Bin morgens um 9 Uhr losgefahren und war ab 10 Uhr vor Eckwarderh. Ab 11 war da absulute Windstille und ablaufendes Wasser. ich hab immer an den Buhnenköpfen gefischt. Oder da wo sich das Wasser bricht. Aber nichts. 

Ab 14 Uhr hab ich dann erst mal einen Hornhecht rauben sehen. Eine halbe Stunde später hab ich den ersten Horni gefangen. Hab ihn gleich wieder reingeschmissen weil mein Fotoapparat ganz unten im Eimer lag. Bisse gabs danach immer wieder. Nur zu doof dass der Haken zu groß war. Hatte auch keine kleineren bei mir. Bisse konnte ich noch über 20 verzeichnen. Die meisten haben sich sofort oder kurz vor dem Boot verabschiedet. Die meisten waren auch nur 30-50cm lang. 

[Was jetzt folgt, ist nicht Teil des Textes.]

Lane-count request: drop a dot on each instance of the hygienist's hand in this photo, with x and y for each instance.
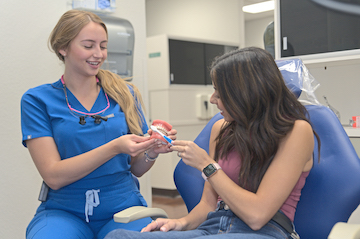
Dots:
(164, 148)
(162, 224)
(133, 144)
(192, 154)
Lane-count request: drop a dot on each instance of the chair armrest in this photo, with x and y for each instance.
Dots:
(342, 230)
(137, 212)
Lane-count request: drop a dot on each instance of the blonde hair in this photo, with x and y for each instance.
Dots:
(67, 28)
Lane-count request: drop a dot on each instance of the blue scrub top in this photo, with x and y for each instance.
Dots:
(44, 112)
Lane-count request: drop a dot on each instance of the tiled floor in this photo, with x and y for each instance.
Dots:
(173, 206)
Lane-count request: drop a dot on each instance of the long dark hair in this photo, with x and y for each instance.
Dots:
(254, 93)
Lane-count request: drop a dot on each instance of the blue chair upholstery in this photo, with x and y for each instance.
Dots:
(332, 189)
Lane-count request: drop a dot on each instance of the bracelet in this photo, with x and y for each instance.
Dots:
(148, 158)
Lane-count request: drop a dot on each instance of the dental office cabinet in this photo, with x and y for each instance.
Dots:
(179, 92)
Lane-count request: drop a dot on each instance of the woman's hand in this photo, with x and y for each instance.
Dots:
(162, 224)
(164, 148)
(192, 154)
(134, 145)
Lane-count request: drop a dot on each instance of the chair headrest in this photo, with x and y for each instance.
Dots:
(292, 71)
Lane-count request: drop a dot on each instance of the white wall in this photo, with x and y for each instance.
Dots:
(254, 31)
(26, 62)
(203, 19)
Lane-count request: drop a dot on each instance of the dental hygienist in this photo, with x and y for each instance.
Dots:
(85, 135)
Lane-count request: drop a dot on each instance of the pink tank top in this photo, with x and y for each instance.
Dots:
(231, 167)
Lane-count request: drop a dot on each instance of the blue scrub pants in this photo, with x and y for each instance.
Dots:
(64, 214)
(61, 225)
(219, 224)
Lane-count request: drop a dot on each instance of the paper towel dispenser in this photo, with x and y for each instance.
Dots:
(120, 46)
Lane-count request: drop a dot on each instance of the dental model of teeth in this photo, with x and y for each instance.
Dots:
(163, 127)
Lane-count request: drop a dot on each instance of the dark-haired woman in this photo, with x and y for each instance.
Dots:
(260, 155)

Ganz zum Schluss ist mir noch was komisches passiert. Eine Möwe attakierte meinen Hansen-Fight. Den hat diese dann in der Luft über meinem Boot losgelassen und mir fast ins Boot geschmissen. Hatte ich bis dahin auch noch nicht gesehen. |kopfkrat

Ausser einer neugierigen Robbe gabs sonsts nichts mehr.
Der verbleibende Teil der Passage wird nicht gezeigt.